The Road From Mississippi

Mississippi (Jemal Countess - Getty Images).jpg

Photo by JEMAL COUNTESS/Getty Images

The most important number for Hillary Clinton coming out of last night's defeat in Mississippi isn't twenty-three (Barack Obama's margin of victory, in percentage points) or five (the number of delegates he'll add to his almost certainly insurmountable pledged-delegate lead), but 98,589 -- his margin in the popular vote, which will be tacked on to his pre-existing edge of roughly 646,000. For Clinton to have any chance at persuading the Democratic superdelegates to put her over the top at the convention, this is the lead she needs to reduce or wipe away.
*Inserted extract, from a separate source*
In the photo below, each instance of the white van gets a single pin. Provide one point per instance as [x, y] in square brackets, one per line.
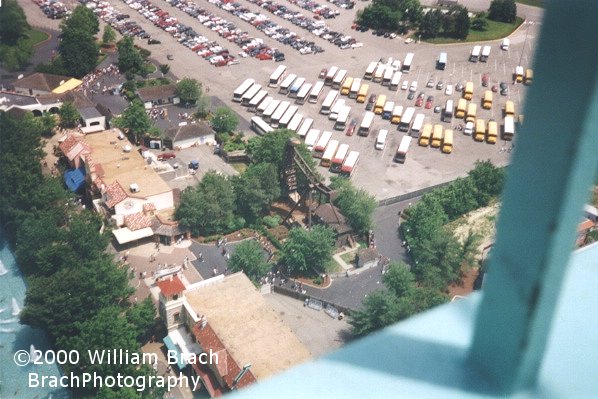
[381, 139]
Clinton's only plausible path to the nomination is to cast herself as the candidate of democracy -- the people's choice -- by arguing that Obama's delegate lead has been built on caucus victories, and that her greater strength in primary contests means that she enjoys broader popular appeal. The argument isn't crazy -- caucuses are less democratic than primaries -- but it would be vastly more persuasive if Obama were up by only a hundred thousand votes in the popular tally, rather half-a-million or more. Which is why it's not enough for Hillary to win Pennsylvania, or to win the re-votes that may take place in Michigan and Florida. She needs to win big enough to make Obama's popular-vote lead drop toward statistical insignificance. And her rival's 99,000-vote margin in Mississippi makes that task all the harder.

Statistical tie

Jonathan Cohn tallies up votes, predicts a statistical dead heat, and urges superdelegates to choose the candidate most likely to "serve the party best, in the election and beyond."

 

My head hurts

NPR's Melissa Block inspires mathematical vertigo, trying to make sense of the vote counts.

 

Popularity contest

Mark Schmitt can't find "a scenario where Clinton comes out of this with more popular votes than Obama."

(4)

I think you're right about the popular vote. Obama made up for the popular vote gap from Texas last night.

Looks like BHO will also grab 5 pledged delegates from last night (not just 3).
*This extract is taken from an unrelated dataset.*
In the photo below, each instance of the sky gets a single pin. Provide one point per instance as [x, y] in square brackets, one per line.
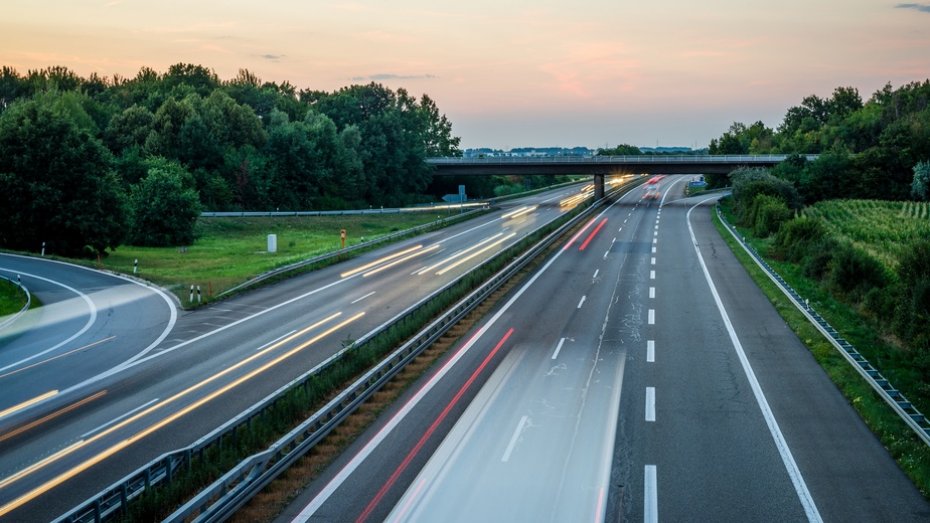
[509, 73]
However the popular vote is unknown and unknowable since it wasn't tallied in the caucus states.

It seems to me that the Clinton campaign is attempting to direct focus to this mythical popular vote in order to disenfranchise residents of the caucus states.

Obama's lead has been extended by caucus victories, but it was built on primary victories. The lion's share of Obama's delegates-- over 1,100-- have been earned in primaries. He has earned more delegates in primaries than Clinton. He has won more primaries (16) than Clinton (13), and he has won six primaries in states that are among the 20 largest in the country. So don't believe the fiction that Obama can't win primaries in big states.
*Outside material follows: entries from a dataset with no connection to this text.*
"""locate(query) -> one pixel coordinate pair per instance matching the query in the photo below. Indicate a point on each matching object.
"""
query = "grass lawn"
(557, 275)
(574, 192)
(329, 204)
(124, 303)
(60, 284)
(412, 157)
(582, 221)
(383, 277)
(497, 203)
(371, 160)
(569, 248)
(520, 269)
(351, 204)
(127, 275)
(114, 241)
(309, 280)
On a related note, what is the point of the bogus "Clinton-wins-big-states" argument? If Clinton is given the nomination by virtue of winning 5 or 6 of the biggest states, what was the point of holding contests in the other states?

What is most repulsive about Hillary Rodham Clinton's campaign is that she wants to win at all cost, even at the detriment of the democratic party. The American politics is something of soap opera, that those of us that are not Americans like to watch. But the Clintons narcism has turned that around, it is now a turn off. And i change the tv channel whenever Hillary is on. Folks here would say that it does not matter because i am not an American, but it does matter. She always talks about how she can win the big states, what about the small states? I use to be a fan of the Clintons, and we even bought their books...but not anymore.